Mountain Streams  --Vol.15--

Mysterious Bite comes from Wet Flies

When I am fishing with dry flies, playful fish and capricious ones often deceive me. Even when I watch the fly and also the fish jumping at the fly, I am sometimes taken in. As for wet flies, think how much harder. I feel as if I were walking in the dark. Almost all signs I need come from only the pull I can feel at the rod tip. I need a lot of time to solve a question, then another. Nevertheless the hooking probability of wet flies is not so bad. Paradoxically, I think it is good because I never see the fish move, for example, jump over the fly or stop suddenly in front of it. It is easy for me to be calm until the fish takes the fly because it does not bother me in whatever way the fish bites the fly.
Wet flies have got the mysterious power probably because they do more than appeal to fish's simple appetite.

However, quite often I can not hook up the fish although I feel a sign at the rod tip, that means the fish clearly touches the fly. It hardly occurs in proportion to the bite number but exclusively on the particular days. Then I feel bitter that I can not see the fly and the fish in the water.

In my early days of wet flies, I found that I felt the bite at the rod tip very differently according to how strongly the line was tightened although the fish bit the fly in the same way. I can not describe my feeling in words but if I had to, I'd say, thud, bam, boom, donk, gunk, conk, bik-bik, pik, bull-bull, kunk, guee, gyueen, gywaa. Well, I hope you get some hints.
I wonder whether various kinds of bites I feel at the rod tip have something to do with fish's appetite or feeling.

If you are an experienced wet fly fisherman you must know well what kinds of bites lead to the surest hooking. Saying in the other way around, what kinds of bites make you easily give up even if you fail in hooking up the fish? As each angler has got their own fishing style, they have got a different impression on the bite. But no angler denies that the bite type is very different according to whether a fish takes the fly deeply in its mouth or pricks it lightly. It is interesting to imagine in what style the fish eats the fly when you have a bite but hardly hook up fish's jaw. It is possible that the fish "eats" the fly without its mouth.
Does this giant salmon play with the fly? This is so big that Salmon II reel looks like a trout reel.
2 inch Orange Flame. I wonder whether salmon that found it remember those shrimp they ate every day before coming up the river or they attack excitedly that strange shrimp they have never seen.

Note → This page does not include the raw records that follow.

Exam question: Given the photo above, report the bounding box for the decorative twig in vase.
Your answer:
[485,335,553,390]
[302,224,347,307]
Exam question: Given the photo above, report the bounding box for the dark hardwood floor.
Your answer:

Recently since I concerned myself with salmon fishing I have often been annoyed by that mysterious bite. In salmon fishing we have much less bites than trout fishing. Naturally it is a nerve-racking work not to miss precious chances. Therefore, the problem might weigh on my mind too much. Surely there are some kinds of bites that have never made me hook up fish's jaw. As for sudden strong bite the hook often comes off. But it does so after the fish once catches the hook. So my case here is different. Now one of the worst bites for me is what I feel "coon". It is a mysterious sign. Another one is what I feel "far, far", also a mysterious sign. One thing is sure, I never succeed in hooking by all means and one day that kind of signs frequently comes and lasts. Then I am frustrated all day long. One more thing to add is that many other anglers feel that mysterious sign on the same day.
I keep waiting for a bite in the wide and large stream without knowing when it comes.

When I have a question I usually ask it to good ghillies. I know they cannot give me a correct answer immediately since my question has no definite answer. But they spend the longest hours at the riverside, so they often give me a precious hint. Jonas, a Swedish ghillie, told me two interesting stories about the mysterious bite. Those stories are what he really saw several times during his long career as a ghillie.

One story is about 10 years before. Jonas was watching the river with autumn sign on the bridge. A wind made a tiny leaf flutter to the water surface. To his surprise, a salmon suddenly came up to the leaf from the deep bottom of the pool. Then the fish pricked it with its nose, bit it several times as if it had examined its taste, vomited it and bit it again. Then the fish disappeared. Jonas watched the whole scene and thought that the salmon clearly knew that it was not bait but a leaf.
This salmon came up with Rose Mary in its mouth. I want to ask it why it had the fly in its mouth.
1-1/4 inch Green Wasp. Salmon play with this fly although it must be regarded as bait.

The other story is what happened when an angler tried to fish salmon with lure. Just after the lure settled on the water it bounced back with a big splash. Surely a salmon flicked out the fallen lure with its tail with all its strength. When it happened again, the lure hook caught the salmon tail! Then Jonas saw how the angler got all upset.

After growing very big, salmon are likely to be still as curious as, or more curious than, 20cm yamame trout. It seems that they get their unfavourite thing out of their way or play with what they know is not bait. When I was trying to fish steelhead I had a similar experience. Probably not only salmon but also other fish behave in that way. That might be a key to the mysterious bite. The following is just my imagination because I have never seen the scene. But it might be rather common that salmon flick out the fly or hurl themselves at the fly line or leader in the water.